2種類のふるいを使ってだまの大きさを均一にするギュルンセルさん

 トルコの欧州側に位置するトラキア地方の都市エディルネへやって 来た。この地方には、第1次世界大戦後の1923年、 トルコとギリシャが「住民交換」をし、 旧オスマン領だったバルカン半島やブルガリア、 ギリシャから多くのトルコ系、 イスラム系の人たちが移住してきた。
 この辺りでは、ある食材をよく目にする。東地中海発祥ともいわれる小麦で作られたパスタの一種「クスクス」だ。作り方や食べ方は地域で違うが、トラキア地方では、小さなビーズ大にした粒をゆでて食べる。

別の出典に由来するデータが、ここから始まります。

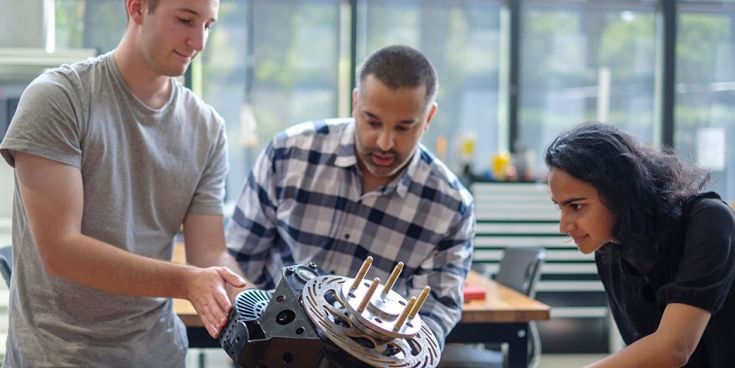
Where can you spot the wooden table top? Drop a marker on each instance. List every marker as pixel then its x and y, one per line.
pixel 501 303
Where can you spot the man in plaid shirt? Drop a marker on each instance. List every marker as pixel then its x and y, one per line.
pixel 337 191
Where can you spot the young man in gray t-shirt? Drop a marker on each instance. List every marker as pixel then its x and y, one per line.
pixel 112 155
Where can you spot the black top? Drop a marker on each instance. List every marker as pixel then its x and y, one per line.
pixel 696 267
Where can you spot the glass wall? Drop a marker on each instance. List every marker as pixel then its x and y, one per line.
pixel 705 91
pixel 583 61
pixel 271 64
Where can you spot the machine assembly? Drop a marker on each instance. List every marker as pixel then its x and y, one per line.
pixel 313 319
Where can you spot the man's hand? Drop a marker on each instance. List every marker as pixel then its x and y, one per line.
pixel 208 292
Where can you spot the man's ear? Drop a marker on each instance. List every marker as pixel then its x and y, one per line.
pixel 354 101
pixel 430 116
pixel 135 10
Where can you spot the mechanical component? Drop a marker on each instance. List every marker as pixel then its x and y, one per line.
pixel 329 321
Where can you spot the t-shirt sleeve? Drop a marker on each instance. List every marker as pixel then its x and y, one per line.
pixel 210 192
pixel 707 267
pixel 47 122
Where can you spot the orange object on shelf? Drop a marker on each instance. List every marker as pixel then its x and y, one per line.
pixel 474 292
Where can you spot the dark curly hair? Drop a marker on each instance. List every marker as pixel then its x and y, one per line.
pixel 643 187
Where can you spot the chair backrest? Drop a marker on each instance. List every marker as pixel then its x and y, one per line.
pixel 520 268
pixel 6 263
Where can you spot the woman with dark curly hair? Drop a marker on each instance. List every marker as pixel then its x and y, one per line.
pixel 665 251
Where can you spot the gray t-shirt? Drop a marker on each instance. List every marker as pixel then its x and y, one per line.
pixel 143 171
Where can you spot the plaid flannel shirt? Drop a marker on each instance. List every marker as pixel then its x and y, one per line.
pixel 303 202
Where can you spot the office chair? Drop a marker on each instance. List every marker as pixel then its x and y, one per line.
pixel 520 269
pixel 6 263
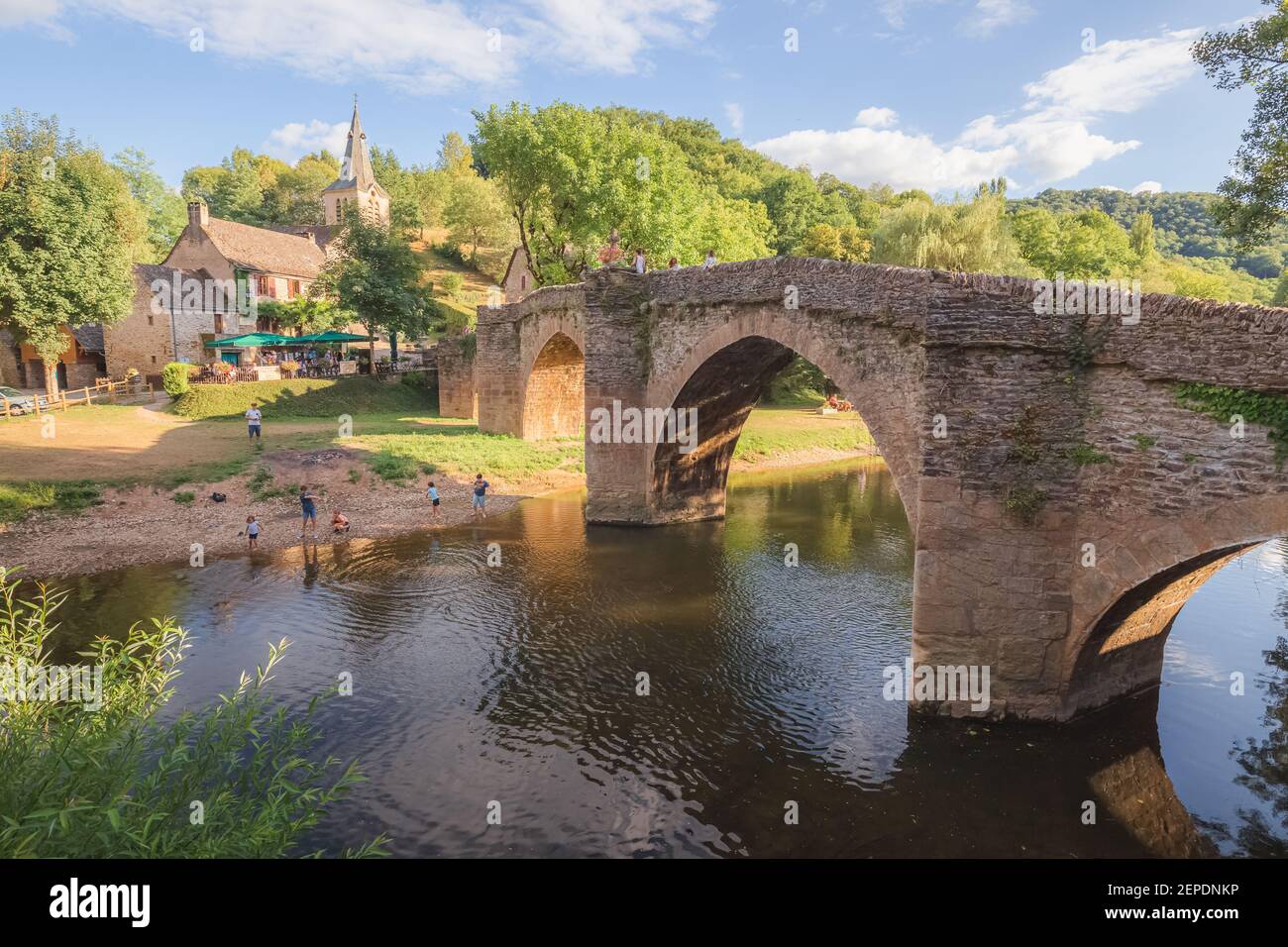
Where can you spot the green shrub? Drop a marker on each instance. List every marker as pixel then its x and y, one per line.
pixel 393 467
pixel 116 783
pixel 72 496
pixel 451 283
pixel 175 376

 興味があったので、エディルネ郊外の通称土曜日市場を訪れた。自家製の商品を売りにくる村のご夫人たちが多いので有名な市だ。そこでクスクス以外に、手打ち麺も売るギュルンセルさんと知り合いになった。意気投合し、自宅でのクスクス作りを見せてくれることになった。
 2日後、市内からバスで30分程の彼女が住むタヤカドゥン村を訪れた。聞くと、彼女の村の祖先も100年以上前、昔のオスマン帝国領のギリシャのテッサロニキから移住してきた人たちという。クスクスはまさに先祖伝来の味なのだ。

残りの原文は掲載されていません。